Schon der Vormittag ließ die Akteure besorgte Blicke zum Himmel werfen. Es gab einen ersten Regenguss, genau zum Beginn um 14.00 Uhr nässte es erneut von oben und am Nachmittag schickte Petrus mehrere Graupelschauer mit heftigen Windböen. Wo an den Ständen Pavillons aufgestellt waren, mussten die Verantwortlichen ordentlich die Plane festhalten, damit das leichte Gestell nicht fortgeblasen wurde. Dennoch kamen immer wieder Freiwillige vorbei, holten sich Handschuhe, Müllzangen und orange Säcke und schwärmten in die Umgebung aus zum Aufsammeln von herumliegendem Abfall.
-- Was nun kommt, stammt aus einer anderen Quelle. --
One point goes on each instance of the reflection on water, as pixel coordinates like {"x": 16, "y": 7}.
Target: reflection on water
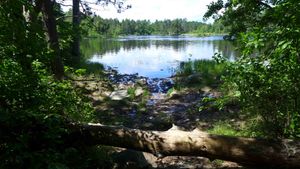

Das Interkulturelle Bildungszentrum (Ikubiz) hatte bereits im Vorfeld eine Aktion durchgeführt, mit der sie sich als eine der Ersten an das Clean-up anschloss. Schon ab Dienstag hatten sich Gruppen von Kindern und Jugendlichen unter der Leitung von Anca Krause aufgemacht, die ihre Schützlinge spielerisch auf die Aufgabe vorbereitete. Rasch entwickelte sich ein fröhlicher Wettbewerb: Wer findet schneller etwas auf dem Boden? Wer hat den größeren Abfallhaufen zusammengetragen?
In der Langen Rötterstraße blieb eine Gruppe Passanten neugierig bei Sabine Volkert am Stand vor dem Postgebäude stehen. Die Leute entpuppten sich als Besucher aus Berlin, die nun nicht nur die schönen Gründerzeithäuser im Musebrotviertel, sondern auch die aktiven Bewohner derselben bewunderten, die für ihren Kiez „was dazu tun“.
Genau diese Begründung hörte man wiederholt. Die Teilnehmerinnen und Teilnehmer betonten immer wieder: „Ich wohne hier“, „ich wohne gerne hier“ und „es ist selbstverständlich, etwas für die Allgemeinheit zu tun“. So etwa Marianne Reich und Jutta Dick von der IG Neckarpromenade und Heike Dohr, die in der Max-Joseph-Straße wohnt. Letztere war durch einen Flyer auf die Gemeinschaftsaktion aufmerksam geworden. Thorsten Volkert kam durch seine Frau hinzu. Aleksandra Opp, Azubi in der Alten Feuerwache, betreute den Stand dort. Umweltbeauftragter Hans-Friedrich Roth und Pfarrerin Judith Natho kümmerten sich um den Stand an der Melanchthonkiche. Martina Stöbe und Dr. Ulrike Reutter waren die „Standhalter“ am Neumarkt. Im Brunnengarten kamen zwei Familien mit Kindern zum Aufräumen, die sich anschließend als Umweltpaten für das Herzogenried gewinnen ließen.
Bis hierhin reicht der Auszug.